A critic of Guido's blog on Python's lambda

Alexander Schmolck a.schmolck at gmail.com
Fri May 12 19:53:18 EDT 2006


Ken Tilton <kentilton at gmail.com> writes:

> Alexander Schmolck wrote:
> > Ken Tilton <kentilton at gmail.com> writes:
> >
> 
> >>In Common Lisp we would have:
> >>
> >>    (defvar *x*) ;; makes it special
> >>    (setf *x* 1)
> >>    (print *x*) ;;-> 1
> >>    (let ((*x* 2))
> >>       (print *x*)) ;; -> 2
> >>    (print *x*) ;; -> 1
> > You seem to think that conflating special variable binding and lexical
> 
> > variable binding is a feature and not a bug. What's your rationale?
> 
> Transparency. 

That's is circular. You might be right, but you failed to provide a rationale
and not just a restatement.

> That is where power comes from. I did the same things with Cells. Reading a
> slot with the usual Lisp reader method transparently creates a dependency on
> the variable. 

Let me see if I understand it right -- if an instance of class A has a ruled
slot a that reads an instance of class B's slot b then it is noted somewhere
that A's a depends on b?

> To change a variable and have it propagate throughout the datamodel, Just
> Change It.
> 
> 
> Exposed wiring means more work and agonizing refactoring.

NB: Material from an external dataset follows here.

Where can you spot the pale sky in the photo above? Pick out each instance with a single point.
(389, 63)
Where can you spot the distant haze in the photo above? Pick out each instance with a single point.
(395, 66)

Well, you claim that in that instance python suffers from exposed wiring and I
claim that CL suffers from a (minor) booby trap. You can't typically safely
ignore whether a variable is special as a mere wiring detail or your code
won't work reliably (just as you can't typically safely ignore whether
something is rigged or not even if booby-trapness is pretty transparent) --
it's as simple as that (actually its a bit worse because the bug can be hard
to detect as lexical and special variables will result in the same behaviour
in many contexts).

So in the case of booby traps and special variables, I generally prefer some
exposed wiring (or strong visual clues) to transparency.

I'd like to see a demonstration that using the same binding syntax for special
and lexical variables buys you something apart from bugs.